Transformers Meet ACT-R: Repeat-Aware and Sequential Listening Session Recommendation
Viet-Anh Tran, Guillaume Salha-Galvan, Bruno Sguerra, Romain Hennequin
TL;DR
This work addresses repeat-aware sequential listening session recommendation by integrating ACT-R cognitive memory components with Transformer-based session embeddings to model both repetition and evolving user preferences. The proposed PISA framework uses a base-level, spreading, and partial matching mechanism to construct session representations, which are merged with long- and short-term user embeddings and optimized with a joint BPR-style and session-level loss. Empirical validation on Last.fm and Deezer shows that PISA, especially its PISA-P variant with popularity-based negative sampling, achieves strong recall and NDCG while balancing repetition and exploration; the authors also release their code and a Deezer dataset to promote reproducibility and further research. The work demonstrates the practical importance of modeling repetition in music recommendation and sets a foundation for future psychology-informed, dynamic recommender systems in sequential settings.
Abstract
Music streaming services often leverage sequential recommender systems to predict the best music to showcase to users based on past sequences of listening sessions. Nonetheless, most sequential recommendation methods ignore or insufficiently account for repetitive behaviors. This is a crucial limitation for music recommendation, as repeatedly listening to the same song over time is a common phenomenon that can even change the way users perceive this song.
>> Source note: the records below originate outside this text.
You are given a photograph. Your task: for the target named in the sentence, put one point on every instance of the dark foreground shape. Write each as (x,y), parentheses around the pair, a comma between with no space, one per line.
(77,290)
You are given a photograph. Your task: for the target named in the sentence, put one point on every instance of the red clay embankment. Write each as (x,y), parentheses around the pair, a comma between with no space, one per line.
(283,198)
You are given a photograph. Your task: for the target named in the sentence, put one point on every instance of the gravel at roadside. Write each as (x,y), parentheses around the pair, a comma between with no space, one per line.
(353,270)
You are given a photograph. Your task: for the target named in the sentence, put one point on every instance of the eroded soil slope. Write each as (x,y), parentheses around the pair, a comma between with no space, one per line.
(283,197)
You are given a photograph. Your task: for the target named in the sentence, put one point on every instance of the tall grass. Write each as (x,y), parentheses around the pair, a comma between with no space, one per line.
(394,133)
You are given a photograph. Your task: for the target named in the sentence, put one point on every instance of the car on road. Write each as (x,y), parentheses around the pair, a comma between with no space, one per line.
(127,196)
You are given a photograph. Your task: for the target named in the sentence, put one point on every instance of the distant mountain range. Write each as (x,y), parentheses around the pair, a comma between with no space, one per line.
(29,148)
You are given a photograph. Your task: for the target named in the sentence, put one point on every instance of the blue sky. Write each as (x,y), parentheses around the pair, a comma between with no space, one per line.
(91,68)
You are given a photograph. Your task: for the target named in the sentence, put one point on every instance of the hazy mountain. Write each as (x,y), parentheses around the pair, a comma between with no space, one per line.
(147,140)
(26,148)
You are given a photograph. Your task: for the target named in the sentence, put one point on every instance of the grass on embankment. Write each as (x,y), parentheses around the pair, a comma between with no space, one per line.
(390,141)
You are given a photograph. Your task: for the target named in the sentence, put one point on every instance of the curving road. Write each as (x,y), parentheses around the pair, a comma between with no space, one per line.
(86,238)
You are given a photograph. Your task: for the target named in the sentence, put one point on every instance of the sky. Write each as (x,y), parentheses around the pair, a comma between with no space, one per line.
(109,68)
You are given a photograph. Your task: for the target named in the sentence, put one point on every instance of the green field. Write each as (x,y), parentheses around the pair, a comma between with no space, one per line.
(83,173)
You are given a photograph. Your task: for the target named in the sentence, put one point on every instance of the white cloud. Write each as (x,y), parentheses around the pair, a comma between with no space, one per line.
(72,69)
In this paper, we introduce PISA (Psychology-Informed Session embedding using ACT-R), a session-level sequential recommender system that overcomes this limitation. PISA employs a Transformer architecture learning embedding representations of listening sessions and users using attention mechanisms inspired by Anderson's ACT-R (Adaptive Control of Thought-Rational), a cognitive architecture modeling human information access and memory dynamics. This approach enables us to capture dynamic and repetitive patterns from user behaviors, allowing us to effectively predict the songs they will listen to in subsequent sessions, whether they are repeated or new ones. We demonstrate the empirical relevance of PISA using both publicly available listening data from Last.fm and proprietary data from Deezer, a global music streaming service, confirming the critical importance of repetition modeling for sequential listening session recommendation. Along with this paper, we publicly release our proprietary dataset to foster future research in this field, as well as the source code of PISA to facilitate its future use.